5. Florida water system attack (2021)
A troubling reminder that outmoded tech can provide hackers with an easy entrance point onto an otherwise sophisticated network. In the case of this attack on a water treatment facility in Oldsmar, Florida, an old PC running Windows 7 with no firewall enabled a hacker to gain access and increase the amount of sodium hydroxide in the water by a factor of 100. The breach could have been catastrophic had it not been caught in time.
6. Colonial Pipeline Company ransomware attack (2021)
Perhaps the most shocking thing about this cyberattack is the fact that it supposedly took just one compromised password to disable the largest petroleum pipeline in America for several days. On 7 May 2021, the Colonial Pipeline Company reported that it had fallen prey to a cybersecurity attack involving ransomware and had been forced to take its pipeline – which supplies about half of the East Coast’s gasoline – offline. The potential impact of a prolonged disruption was deemed serious enough to justify paying the hackers, an eastern European outfit called DarkSide, $4.4 million worth of bitcoin.

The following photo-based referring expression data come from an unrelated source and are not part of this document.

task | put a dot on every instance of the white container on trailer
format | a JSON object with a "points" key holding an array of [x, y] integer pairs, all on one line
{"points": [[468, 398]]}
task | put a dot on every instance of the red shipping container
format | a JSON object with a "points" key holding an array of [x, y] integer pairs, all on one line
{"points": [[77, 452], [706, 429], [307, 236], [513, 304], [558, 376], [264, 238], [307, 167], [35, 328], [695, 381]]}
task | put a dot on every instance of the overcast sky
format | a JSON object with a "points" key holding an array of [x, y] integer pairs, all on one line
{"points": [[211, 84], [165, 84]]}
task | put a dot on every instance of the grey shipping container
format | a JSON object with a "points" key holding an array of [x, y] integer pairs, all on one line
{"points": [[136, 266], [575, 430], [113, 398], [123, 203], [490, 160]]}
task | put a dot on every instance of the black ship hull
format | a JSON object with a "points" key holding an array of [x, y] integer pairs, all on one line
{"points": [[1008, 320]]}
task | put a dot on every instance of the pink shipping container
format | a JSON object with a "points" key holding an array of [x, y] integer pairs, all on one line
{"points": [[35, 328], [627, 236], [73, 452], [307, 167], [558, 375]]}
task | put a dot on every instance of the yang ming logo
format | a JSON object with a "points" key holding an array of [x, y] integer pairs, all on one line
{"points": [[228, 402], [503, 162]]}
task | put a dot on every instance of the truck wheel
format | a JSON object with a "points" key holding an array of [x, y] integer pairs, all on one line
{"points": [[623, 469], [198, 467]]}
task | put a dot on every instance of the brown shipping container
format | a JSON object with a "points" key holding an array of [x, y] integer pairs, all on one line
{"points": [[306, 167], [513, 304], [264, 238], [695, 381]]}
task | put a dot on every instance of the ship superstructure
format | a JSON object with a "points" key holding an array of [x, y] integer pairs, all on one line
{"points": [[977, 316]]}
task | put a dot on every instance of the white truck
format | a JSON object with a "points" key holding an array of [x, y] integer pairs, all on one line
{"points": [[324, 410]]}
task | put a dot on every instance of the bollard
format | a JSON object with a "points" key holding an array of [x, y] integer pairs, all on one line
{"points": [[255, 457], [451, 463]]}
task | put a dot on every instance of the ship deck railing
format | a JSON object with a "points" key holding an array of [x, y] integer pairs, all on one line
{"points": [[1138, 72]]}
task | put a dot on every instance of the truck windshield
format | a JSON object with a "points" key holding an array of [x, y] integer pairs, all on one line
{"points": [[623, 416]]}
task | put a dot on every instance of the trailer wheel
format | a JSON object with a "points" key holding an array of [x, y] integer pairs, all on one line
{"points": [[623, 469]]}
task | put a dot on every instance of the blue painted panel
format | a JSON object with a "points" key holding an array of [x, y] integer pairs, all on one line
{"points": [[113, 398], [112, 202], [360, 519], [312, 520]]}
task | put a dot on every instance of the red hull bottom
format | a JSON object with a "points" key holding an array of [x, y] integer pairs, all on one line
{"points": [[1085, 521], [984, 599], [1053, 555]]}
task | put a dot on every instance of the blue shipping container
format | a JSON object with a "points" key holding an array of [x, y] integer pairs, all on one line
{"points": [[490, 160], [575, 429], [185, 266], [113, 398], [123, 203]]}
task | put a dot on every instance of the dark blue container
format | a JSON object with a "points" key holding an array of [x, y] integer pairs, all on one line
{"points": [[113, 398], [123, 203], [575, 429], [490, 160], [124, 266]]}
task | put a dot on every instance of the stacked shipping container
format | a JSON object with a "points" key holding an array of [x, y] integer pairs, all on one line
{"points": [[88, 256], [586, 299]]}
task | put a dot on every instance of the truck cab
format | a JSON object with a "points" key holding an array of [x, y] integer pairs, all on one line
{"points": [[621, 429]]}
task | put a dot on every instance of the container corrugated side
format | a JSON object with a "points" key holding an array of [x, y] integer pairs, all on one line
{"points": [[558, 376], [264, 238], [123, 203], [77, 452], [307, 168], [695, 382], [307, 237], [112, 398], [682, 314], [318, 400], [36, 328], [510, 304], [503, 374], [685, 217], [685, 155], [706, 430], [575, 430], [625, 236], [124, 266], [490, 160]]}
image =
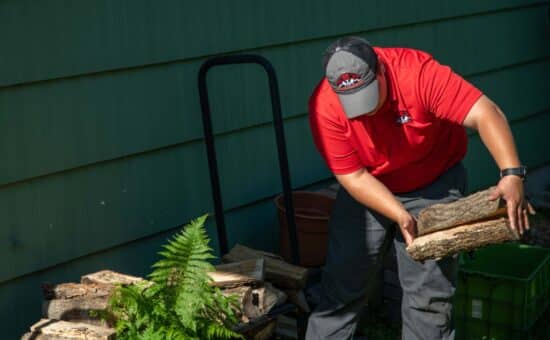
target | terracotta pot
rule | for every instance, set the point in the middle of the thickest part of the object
(311, 213)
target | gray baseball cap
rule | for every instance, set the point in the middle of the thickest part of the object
(350, 67)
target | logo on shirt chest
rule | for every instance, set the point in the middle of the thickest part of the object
(403, 118)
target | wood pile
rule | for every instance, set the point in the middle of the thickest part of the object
(469, 223)
(260, 280)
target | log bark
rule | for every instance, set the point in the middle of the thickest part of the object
(278, 272)
(466, 237)
(298, 298)
(263, 332)
(244, 295)
(76, 301)
(110, 277)
(74, 290)
(46, 329)
(467, 210)
(238, 273)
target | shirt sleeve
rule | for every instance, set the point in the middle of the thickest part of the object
(446, 94)
(331, 139)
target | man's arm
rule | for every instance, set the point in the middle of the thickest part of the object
(372, 193)
(487, 118)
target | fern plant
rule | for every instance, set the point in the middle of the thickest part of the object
(179, 302)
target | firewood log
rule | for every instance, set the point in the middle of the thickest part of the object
(76, 302)
(466, 237)
(238, 273)
(467, 210)
(278, 272)
(46, 329)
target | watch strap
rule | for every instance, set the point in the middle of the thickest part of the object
(520, 171)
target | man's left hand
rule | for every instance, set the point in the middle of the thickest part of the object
(510, 188)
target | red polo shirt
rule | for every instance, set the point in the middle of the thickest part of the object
(415, 136)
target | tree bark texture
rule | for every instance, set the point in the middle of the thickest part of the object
(47, 329)
(462, 238)
(467, 210)
(278, 272)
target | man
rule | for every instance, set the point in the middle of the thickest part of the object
(389, 123)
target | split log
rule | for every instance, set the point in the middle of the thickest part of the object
(238, 273)
(77, 302)
(263, 332)
(466, 237)
(287, 327)
(263, 300)
(244, 296)
(110, 277)
(278, 272)
(298, 298)
(46, 329)
(73, 290)
(474, 208)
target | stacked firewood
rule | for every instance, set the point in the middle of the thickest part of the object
(261, 281)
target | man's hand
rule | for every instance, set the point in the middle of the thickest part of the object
(510, 188)
(407, 224)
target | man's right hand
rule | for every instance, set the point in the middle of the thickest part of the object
(407, 225)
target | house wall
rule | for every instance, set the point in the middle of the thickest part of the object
(101, 157)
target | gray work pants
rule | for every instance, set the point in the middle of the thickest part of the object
(356, 236)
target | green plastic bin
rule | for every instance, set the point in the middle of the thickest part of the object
(502, 292)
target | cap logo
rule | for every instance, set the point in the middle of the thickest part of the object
(348, 81)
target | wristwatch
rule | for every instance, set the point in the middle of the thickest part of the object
(520, 171)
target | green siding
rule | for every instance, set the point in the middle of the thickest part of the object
(100, 132)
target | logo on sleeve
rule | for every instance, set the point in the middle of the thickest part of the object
(403, 118)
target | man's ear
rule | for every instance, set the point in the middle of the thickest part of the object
(381, 67)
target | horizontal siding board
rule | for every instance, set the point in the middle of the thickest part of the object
(68, 215)
(519, 90)
(255, 226)
(137, 197)
(52, 127)
(88, 37)
(529, 135)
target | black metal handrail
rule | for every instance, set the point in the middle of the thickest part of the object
(281, 145)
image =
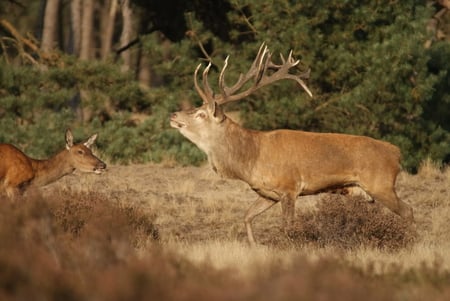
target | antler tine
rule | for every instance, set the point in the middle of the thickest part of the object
(208, 91)
(257, 72)
(264, 65)
(197, 86)
(222, 87)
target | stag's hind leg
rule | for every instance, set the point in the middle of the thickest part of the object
(383, 190)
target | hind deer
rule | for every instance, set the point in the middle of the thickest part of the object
(18, 172)
(281, 165)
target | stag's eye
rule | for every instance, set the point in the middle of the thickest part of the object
(201, 115)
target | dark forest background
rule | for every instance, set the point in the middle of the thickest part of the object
(119, 68)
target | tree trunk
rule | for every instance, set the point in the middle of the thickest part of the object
(108, 20)
(127, 32)
(50, 28)
(86, 47)
(75, 13)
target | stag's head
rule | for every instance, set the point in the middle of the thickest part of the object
(81, 156)
(201, 124)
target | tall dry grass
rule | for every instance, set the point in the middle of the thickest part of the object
(151, 232)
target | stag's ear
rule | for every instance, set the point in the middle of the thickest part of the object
(69, 139)
(216, 111)
(90, 141)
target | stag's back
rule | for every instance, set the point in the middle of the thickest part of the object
(311, 162)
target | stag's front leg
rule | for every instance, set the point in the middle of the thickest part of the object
(259, 206)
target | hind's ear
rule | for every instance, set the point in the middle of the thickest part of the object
(69, 139)
(90, 141)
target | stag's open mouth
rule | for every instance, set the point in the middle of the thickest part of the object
(100, 168)
(177, 124)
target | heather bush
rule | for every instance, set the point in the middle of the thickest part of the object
(350, 222)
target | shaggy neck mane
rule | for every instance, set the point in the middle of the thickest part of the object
(236, 153)
(50, 170)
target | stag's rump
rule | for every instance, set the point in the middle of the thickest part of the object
(305, 162)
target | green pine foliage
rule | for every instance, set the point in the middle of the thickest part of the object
(370, 75)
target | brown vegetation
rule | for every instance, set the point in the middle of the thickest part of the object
(134, 233)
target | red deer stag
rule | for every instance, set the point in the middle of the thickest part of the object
(281, 165)
(18, 172)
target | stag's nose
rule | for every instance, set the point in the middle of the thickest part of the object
(101, 165)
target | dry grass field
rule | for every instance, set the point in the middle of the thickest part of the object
(161, 232)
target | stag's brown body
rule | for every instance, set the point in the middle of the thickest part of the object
(281, 165)
(18, 172)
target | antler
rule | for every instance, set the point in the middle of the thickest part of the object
(257, 72)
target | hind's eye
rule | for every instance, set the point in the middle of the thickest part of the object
(201, 115)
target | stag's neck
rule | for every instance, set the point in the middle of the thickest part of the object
(50, 170)
(235, 152)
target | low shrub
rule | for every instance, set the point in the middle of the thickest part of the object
(349, 222)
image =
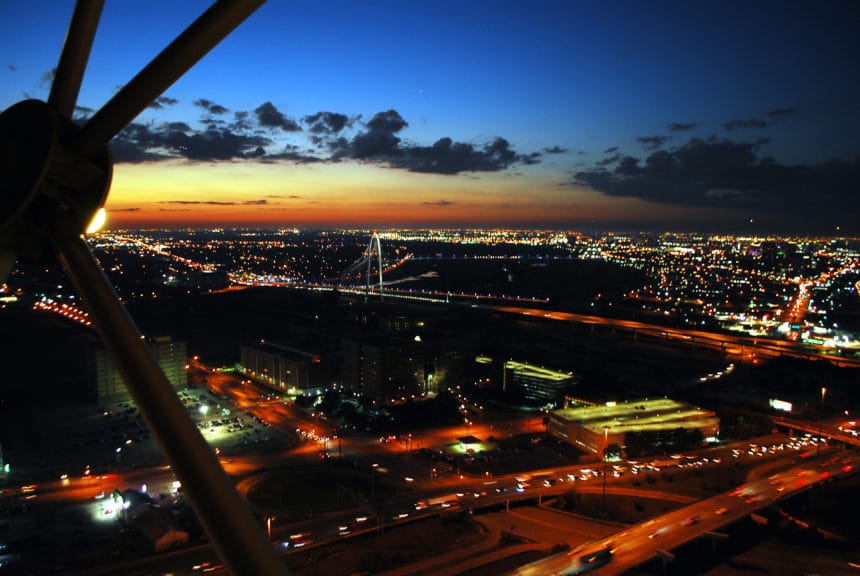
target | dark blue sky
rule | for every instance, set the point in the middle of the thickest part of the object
(736, 111)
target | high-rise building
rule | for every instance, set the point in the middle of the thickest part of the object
(107, 386)
(382, 368)
(289, 370)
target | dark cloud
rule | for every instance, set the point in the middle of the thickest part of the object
(48, 77)
(782, 113)
(268, 116)
(379, 140)
(744, 123)
(210, 106)
(728, 174)
(337, 136)
(326, 122)
(214, 202)
(680, 126)
(652, 142)
(448, 157)
(149, 142)
(608, 160)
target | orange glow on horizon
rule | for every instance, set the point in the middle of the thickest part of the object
(177, 194)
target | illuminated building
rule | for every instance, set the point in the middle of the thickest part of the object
(535, 384)
(382, 368)
(287, 369)
(592, 428)
(107, 383)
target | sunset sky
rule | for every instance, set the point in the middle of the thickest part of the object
(703, 116)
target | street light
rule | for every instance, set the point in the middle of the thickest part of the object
(605, 444)
(820, 419)
(269, 519)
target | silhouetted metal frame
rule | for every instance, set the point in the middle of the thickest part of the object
(226, 518)
(238, 537)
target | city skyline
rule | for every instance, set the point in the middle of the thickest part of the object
(713, 118)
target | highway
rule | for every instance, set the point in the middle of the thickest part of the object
(643, 542)
(744, 347)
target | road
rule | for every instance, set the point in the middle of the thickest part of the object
(643, 542)
(743, 347)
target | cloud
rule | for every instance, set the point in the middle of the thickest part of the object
(48, 77)
(326, 122)
(214, 202)
(744, 123)
(680, 126)
(729, 174)
(162, 101)
(448, 157)
(269, 117)
(210, 106)
(337, 137)
(652, 142)
(779, 114)
(150, 142)
(609, 160)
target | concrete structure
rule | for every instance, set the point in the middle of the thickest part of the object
(286, 369)
(592, 428)
(106, 384)
(535, 384)
(382, 368)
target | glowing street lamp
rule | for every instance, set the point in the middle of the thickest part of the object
(605, 444)
(820, 419)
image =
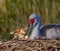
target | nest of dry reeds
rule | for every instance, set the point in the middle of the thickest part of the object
(30, 45)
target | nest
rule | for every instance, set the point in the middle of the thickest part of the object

7. Kaseya supply chain ransomware attack (2021)
This ransomware attack echoed the SolarWinds hack in that it targeted MSPs (Managed Service Provider) to achieve a more far-reaching impact. Breach an MSP and you can compromise far more than one company. In June 2021 Kaseya, a Florida-based IT management software provider used by numerous MSPs was hit by a supply chain ransomware attack.
Hackers (identified as the ransomware gang REvil) had pushed malware to Kaseya’s global customer base via a phoney update for its Virtual System Administrator (VSA) solution. The ripple effect was extremely widespread, impacting 60 Kaseya customers (mostly MSPs) and their customers. It’s been reported that more than 1,500 companies were affected.